I am trying to create a StructType schema to pass to the from_json API in order to parse a column stored as a JSON string. The JSON data contains a Map that has String keys and values of type struct, but the schema of each struct depends on the key.
Consider this JSON example where the "data" column is a Map with values name
and address
and the schema of each value is different:
{
"data": {
"name": {
"first": "john"
},
"address": {
"street": "wall",
"zip": 10000
}
}
}
For key "name", the struct value has a single member field "first". For key "address", the struct value has two member fields "street" and "zip".
Can the "data" column be represented as a MapType[StringType, StructType]
in a Spark dataframe?
MapType<String, StructType>
where the StructType is non-homogeneous.EDIT : To add another example of such data which has a Map[String, Struct] where the Struct is not of the same schema throughout the values of the Map, consider the following:
case class Address(street: String, zip: Int)

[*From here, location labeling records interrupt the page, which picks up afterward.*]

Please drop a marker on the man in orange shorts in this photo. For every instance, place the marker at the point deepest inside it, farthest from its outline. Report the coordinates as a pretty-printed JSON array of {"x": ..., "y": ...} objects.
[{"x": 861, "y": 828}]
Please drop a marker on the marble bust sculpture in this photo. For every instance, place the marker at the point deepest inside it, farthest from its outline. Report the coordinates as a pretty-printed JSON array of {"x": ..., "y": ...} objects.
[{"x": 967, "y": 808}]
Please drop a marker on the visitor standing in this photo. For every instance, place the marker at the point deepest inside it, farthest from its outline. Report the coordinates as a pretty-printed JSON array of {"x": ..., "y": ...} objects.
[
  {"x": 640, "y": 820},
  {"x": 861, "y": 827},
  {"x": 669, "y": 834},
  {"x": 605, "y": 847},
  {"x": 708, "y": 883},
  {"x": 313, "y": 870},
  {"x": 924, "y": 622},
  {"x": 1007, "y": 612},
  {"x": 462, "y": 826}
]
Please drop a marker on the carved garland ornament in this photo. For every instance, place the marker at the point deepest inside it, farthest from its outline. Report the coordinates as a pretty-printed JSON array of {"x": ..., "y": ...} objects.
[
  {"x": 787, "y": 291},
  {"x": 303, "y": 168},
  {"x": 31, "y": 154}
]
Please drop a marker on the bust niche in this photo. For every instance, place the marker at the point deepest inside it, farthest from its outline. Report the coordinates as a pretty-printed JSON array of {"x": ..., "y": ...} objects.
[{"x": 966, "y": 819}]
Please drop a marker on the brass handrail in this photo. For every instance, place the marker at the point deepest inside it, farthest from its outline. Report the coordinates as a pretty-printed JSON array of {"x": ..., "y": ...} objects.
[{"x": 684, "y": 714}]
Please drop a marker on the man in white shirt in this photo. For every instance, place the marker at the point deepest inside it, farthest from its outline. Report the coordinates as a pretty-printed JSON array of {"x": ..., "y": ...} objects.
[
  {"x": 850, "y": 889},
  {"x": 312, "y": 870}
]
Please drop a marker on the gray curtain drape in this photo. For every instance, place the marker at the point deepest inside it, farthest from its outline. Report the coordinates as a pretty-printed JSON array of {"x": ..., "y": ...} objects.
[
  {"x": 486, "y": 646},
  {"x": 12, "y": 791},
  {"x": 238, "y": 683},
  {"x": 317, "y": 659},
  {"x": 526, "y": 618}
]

case class Name(first: String)
case class Employee(id: String, role: String)
val map = Map(
"address" -> Address("wall", 10000),
"name" -> Name("john"),
"occupation" -> Employee("12345", "Software Engineer")
)
As you can see, the values of the map differ in their schema - Address, Name and Employee are all different case classes and their member fields are also different.
You can think of this kind of data coming from a JSON file where a map is allowed to have any arbitrary type of value across keys, and there is no restriction on all the values being of the same type. In my case I will have values that are all structs but the schema of each struct depends on the map key.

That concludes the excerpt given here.